De Niro with stitches up and down his face and those big electrical conductors jutting out of his neck, lumbering around Europe scaring the bejesus out of innocent girls and angry mobs? Please. (And while TriStar is making a lot of noise about signing De Niro, the fact is that the actor was the producers' second choice for the role previously - and definitively - played by Boris Karloff. The new Frankenstein team first pitched their request to Gallic thespian Gerard Depardieu. Imagine: ''Je suis le monstre.'') Kenneth Branagh, that prolific Orson Welles-wannabe, will direct this big-budget production of the horror classic, to be shot in England this summer - and aiming towards a 1994 release.
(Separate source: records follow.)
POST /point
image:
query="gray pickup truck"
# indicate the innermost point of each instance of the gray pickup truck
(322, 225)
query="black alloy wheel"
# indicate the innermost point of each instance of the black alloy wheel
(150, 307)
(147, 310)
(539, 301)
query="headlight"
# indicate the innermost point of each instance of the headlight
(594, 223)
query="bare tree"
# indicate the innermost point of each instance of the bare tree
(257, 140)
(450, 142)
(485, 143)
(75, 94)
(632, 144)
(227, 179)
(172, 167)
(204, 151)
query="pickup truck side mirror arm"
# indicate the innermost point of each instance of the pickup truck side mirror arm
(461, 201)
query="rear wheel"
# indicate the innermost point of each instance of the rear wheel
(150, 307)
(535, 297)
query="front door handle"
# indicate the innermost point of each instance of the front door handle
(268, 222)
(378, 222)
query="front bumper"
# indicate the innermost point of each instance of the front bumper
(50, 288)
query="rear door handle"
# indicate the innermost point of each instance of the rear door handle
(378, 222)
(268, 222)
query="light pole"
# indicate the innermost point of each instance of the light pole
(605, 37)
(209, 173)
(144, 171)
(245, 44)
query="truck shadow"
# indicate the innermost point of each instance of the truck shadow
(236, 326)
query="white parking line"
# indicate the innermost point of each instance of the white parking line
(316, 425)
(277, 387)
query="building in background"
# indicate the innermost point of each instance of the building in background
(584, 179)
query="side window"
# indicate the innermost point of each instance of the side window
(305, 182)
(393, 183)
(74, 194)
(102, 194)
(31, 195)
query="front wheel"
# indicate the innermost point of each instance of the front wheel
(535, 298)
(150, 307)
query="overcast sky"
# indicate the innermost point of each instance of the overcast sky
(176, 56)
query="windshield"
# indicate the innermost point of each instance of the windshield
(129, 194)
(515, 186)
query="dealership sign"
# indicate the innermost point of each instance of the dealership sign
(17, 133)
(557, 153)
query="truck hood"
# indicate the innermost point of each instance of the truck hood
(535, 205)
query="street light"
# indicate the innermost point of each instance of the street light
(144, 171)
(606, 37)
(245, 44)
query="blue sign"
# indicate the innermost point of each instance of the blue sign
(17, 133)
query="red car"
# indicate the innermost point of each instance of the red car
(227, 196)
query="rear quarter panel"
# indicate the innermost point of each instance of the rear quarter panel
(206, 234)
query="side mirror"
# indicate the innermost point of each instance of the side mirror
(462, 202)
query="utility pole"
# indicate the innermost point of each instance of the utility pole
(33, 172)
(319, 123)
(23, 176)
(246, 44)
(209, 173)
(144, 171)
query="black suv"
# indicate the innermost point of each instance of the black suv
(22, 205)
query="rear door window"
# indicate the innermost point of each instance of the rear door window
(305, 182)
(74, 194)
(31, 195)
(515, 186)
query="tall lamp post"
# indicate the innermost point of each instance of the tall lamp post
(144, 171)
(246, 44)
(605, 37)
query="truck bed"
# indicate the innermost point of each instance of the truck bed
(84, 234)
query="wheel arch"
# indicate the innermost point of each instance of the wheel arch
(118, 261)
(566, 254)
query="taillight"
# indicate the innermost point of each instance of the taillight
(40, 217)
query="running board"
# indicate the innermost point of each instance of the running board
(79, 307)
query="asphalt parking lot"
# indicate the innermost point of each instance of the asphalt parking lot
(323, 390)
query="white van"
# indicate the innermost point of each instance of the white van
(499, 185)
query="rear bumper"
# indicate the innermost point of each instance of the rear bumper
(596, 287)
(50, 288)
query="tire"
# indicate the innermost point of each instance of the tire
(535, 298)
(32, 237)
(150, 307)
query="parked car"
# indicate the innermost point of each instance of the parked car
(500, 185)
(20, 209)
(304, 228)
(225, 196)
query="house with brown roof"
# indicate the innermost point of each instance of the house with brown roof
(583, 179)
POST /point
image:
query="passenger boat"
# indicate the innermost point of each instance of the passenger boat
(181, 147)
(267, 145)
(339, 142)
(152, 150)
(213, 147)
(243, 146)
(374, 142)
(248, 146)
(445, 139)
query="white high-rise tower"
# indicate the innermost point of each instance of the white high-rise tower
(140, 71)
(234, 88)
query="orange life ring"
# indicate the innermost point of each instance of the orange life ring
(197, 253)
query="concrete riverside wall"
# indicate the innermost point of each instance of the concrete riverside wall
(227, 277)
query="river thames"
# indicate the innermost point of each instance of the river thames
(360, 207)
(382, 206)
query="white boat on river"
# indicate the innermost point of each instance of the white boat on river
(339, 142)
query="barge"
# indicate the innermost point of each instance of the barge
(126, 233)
Branagh will also star as Victor, the good doctor - well, demented doctor - who scours graveyards looking for compatible body parts for his laboratory creation.
In all the fuss surrounding ABC's bitter dispute with Roseanne and Tom Arnold, with the accompanying disappearance of The Jackie Thomas Show from ABC's fall schedule, several prominent cancellation victims may have been overlooked.
Among the series it failed to renew recently, ABC gave the boot to Homefront, Life Goes On, The Young Indiana Jones Chronicles and Civil Wars . All four will be missed.
Each in its own way attempted to create weekly drama that was a clear cut above the usual stuff, to offer TV a bit of intelligence, wit and compassion.